As a child, Nitzia attended medical appointments for nine years across four different hospitals before she was finally diagnosed with Turner syndrome.

Turner syndrome is a rare chromosomal disorder that is notoriously difficult to diagnose because symptoms vary between patients and sometimes only emerge during puberty. It only affects females and occurs when genetic data is lost from the second X chromosome. Diagnosis is confirmed by running a blood test called a karyotype, and patients with Turner syndrome will show as having 45 chromosomes rather than the usual 46.

The two most common characteristics of Turner syndrome are stunted growth and underdeveloped ovaries. It can also cause a range of other symptoms, including thick neck tissue, low birth weight and problems with the heart and kidneys. Girls and women with Turner syndrome will need lifelong checks on their heart, kidneys and reproductive systems, but with the right support it is possible to experience a good quality of life.

Nitzia says, “My rare disease means completing several activities at the same time can sometimes be difficult. I love skating, swimming, playing with Barbie dolls, watching Sailor Moon movies and series and other comics. I enjoy going to the movies, playing with my dog ​​Miztli or spending a day with my family at home. I love helping others, which is something that my rare disease has enabled me to do.”

Family is hugely important to Nitzia. Her mum goes with her to the medical appointments, and she speaks of her love for her parents and brother. When it comes to dealing with the effects the rare disease has on her daily life, Nitizia says, “We are united.”

Nitzia’s diagnosis was an essential step towards getting the right treatment. She now receives growth hormone treatment at the 20 de Noviembre hospital of the ISSSTE, where she can also access cardiology, ophthalmology, paediatric endocrinology, dermatology and psychiatry services as required.

Navigating the process of diagnosis can be difficult, and in Nitzia’s case the Federación Mexicana de Enfermedades Raras (FEMEXER)played a key role.
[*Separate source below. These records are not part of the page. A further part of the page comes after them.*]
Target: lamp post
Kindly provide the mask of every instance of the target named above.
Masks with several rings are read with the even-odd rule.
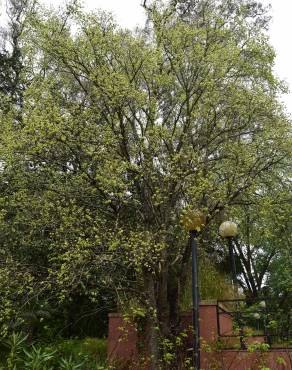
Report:
[[[198,235],[202,227],[206,224],[206,217],[198,210],[192,210],[185,213],[182,223],[190,234],[190,245],[192,249],[192,299],[193,299],[193,361],[195,370],[200,370],[200,294],[198,279]]]
[[[233,283],[234,292],[237,292],[237,277],[236,277],[236,265],[235,265],[235,258],[234,258],[234,249],[232,244],[232,238],[234,238],[238,233],[237,225],[235,222],[232,221],[225,221],[219,227],[219,234],[222,238],[227,239],[228,244],[228,252],[229,252],[229,266],[231,272],[231,280]],[[236,305],[237,306],[237,305]],[[240,348],[246,349],[246,345],[243,340],[243,326],[240,320],[239,312],[235,312],[235,319],[239,323],[240,326]]]
[[[232,221],[225,221],[219,227],[219,234],[222,238],[227,239],[228,252],[229,252],[229,266],[231,271],[231,279],[233,282],[234,290],[236,290],[237,278],[236,278],[236,266],[234,258],[234,250],[232,245],[232,238],[237,235],[237,225]]]

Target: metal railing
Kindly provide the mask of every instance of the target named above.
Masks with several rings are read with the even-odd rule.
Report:
[[[217,303],[218,337],[225,348],[292,348],[292,310],[280,309],[269,298],[229,299]]]

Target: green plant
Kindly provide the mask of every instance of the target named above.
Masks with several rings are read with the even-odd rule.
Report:
[[[20,361],[21,353],[25,346],[27,335],[23,333],[12,333],[10,337],[3,340],[3,344],[8,348],[9,354],[7,356],[7,368],[15,369],[17,363]]]
[[[84,362],[76,363],[70,356],[68,359],[61,358],[60,369],[62,370],[77,370],[82,369]]]
[[[49,362],[54,359],[56,351],[49,352],[43,348],[36,348],[32,345],[31,350],[24,349],[24,365],[26,368],[31,370],[40,370],[40,369],[52,369],[52,367],[47,367]]]

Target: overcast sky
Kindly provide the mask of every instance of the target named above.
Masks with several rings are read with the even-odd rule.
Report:
[[[3,2],[5,0],[2,0]],[[1,2],[1,0],[0,0]],[[42,0],[46,4],[58,6],[63,0]],[[275,72],[285,80],[292,90],[292,0],[262,0],[265,5],[271,4],[273,17],[270,27],[271,43],[277,54]],[[143,24],[145,17],[141,0],[83,0],[85,8],[105,9],[111,11],[123,27],[134,28]],[[292,93],[282,97],[288,111],[292,113]]]

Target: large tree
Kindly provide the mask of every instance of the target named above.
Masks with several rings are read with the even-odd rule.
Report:
[[[157,369],[160,337],[179,330],[191,252],[183,209],[200,208],[211,225],[291,149],[262,7],[145,8],[147,26],[134,33],[75,4],[32,20],[23,127],[1,118],[6,183],[19,184],[5,204],[26,205],[3,222],[23,225],[35,209],[21,245],[37,241],[63,299],[104,267],[105,253],[126,266],[117,293],[144,305]]]

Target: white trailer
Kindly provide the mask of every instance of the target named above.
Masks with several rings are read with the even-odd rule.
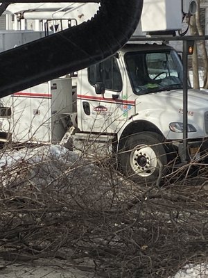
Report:
[[[171,31],[179,28],[173,24]],[[151,28],[146,31],[155,31]],[[189,159],[203,159],[207,152],[207,92],[189,87],[183,137],[186,77],[172,47],[130,42],[78,72],[76,90],[71,77],[62,76],[1,99],[0,140],[63,144],[72,138],[73,147],[99,154],[105,145],[124,173],[155,181],[162,168],[165,174],[169,165],[184,162],[184,140]]]

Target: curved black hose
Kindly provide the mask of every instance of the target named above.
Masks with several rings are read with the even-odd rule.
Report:
[[[101,0],[91,20],[0,54],[0,97],[89,67],[135,31],[143,0]]]

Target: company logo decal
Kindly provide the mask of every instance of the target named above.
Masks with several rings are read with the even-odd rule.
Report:
[[[96,112],[107,112],[107,108],[103,106],[102,105],[99,105],[98,106],[94,107],[94,111]]]

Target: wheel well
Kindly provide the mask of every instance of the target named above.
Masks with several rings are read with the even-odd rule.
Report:
[[[161,135],[161,136],[164,140],[165,139],[164,135],[160,131],[160,130],[151,122],[148,121],[132,122],[130,124],[128,124],[123,131],[122,134],[120,137],[118,150],[122,149],[129,135],[138,133],[141,131],[155,132],[156,133]]]

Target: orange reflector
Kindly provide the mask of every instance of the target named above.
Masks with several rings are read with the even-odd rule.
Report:
[[[193,47],[189,47],[188,49],[188,54],[189,55],[192,55],[193,52]]]

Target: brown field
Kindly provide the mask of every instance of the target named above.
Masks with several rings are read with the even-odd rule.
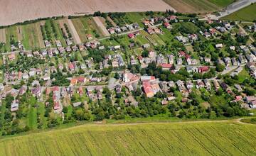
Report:
[[[0,43],[6,43],[5,28],[0,29]]]
[[[38,18],[102,12],[173,9],[161,0],[8,0],[0,1],[0,26]]]

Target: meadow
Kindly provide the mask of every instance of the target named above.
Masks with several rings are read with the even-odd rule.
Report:
[[[0,140],[1,155],[255,155],[256,126],[235,121],[83,125]]]
[[[256,19],[256,4],[222,18],[223,20],[253,21]]]
[[[233,0],[164,0],[182,13],[206,13],[222,9]]]

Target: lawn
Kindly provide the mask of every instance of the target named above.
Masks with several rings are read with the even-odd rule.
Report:
[[[256,19],[256,4],[222,18],[223,20],[253,21]]]
[[[255,155],[255,125],[85,125],[7,138],[1,155]]]

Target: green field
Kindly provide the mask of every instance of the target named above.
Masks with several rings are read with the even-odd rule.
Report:
[[[223,20],[253,21],[256,19],[256,4],[222,18]]]
[[[235,121],[84,125],[0,140],[1,155],[255,155],[256,126]]]
[[[26,50],[34,50],[44,48],[42,34],[38,23],[24,25],[22,27],[23,40],[22,41]]]
[[[178,12],[206,13],[221,10],[234,0],[164,0]]]

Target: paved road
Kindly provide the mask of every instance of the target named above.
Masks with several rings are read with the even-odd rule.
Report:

Nitzia’s mum says, “We are grateful to Pau Peña from FEMEXER and to her family, who accompanied us on this journey, because without them it would not have been possible to reach the diagnosis. They also helped us to find the specialists in the 20 de Noviembre hospital that Nitzia’s condition has required. And above all the attention and guidance of Pau Peña, to whom we are deeply grateful.”

Nitzia adds, “In the rare disease community, Pau has been the one who helped me with therapies and advice; she is very special to me, I love her very much.”

By connecting with others in the rare disease community, Nitzia’s family receive support from all over the world. Nitzia’s mum welcomes Rare Disease Day as an opportunity to “raise awareness and knowledge of rare diseases in the world in order to provide better care for patients and their families.” For Nitzia, being named a Rare Disease Day Hero has had a lasting positive impact. Her description of its importance is straightforward yet hugely powerful: “To make my story and my condition known. To make Turner syndrome known worldwide.”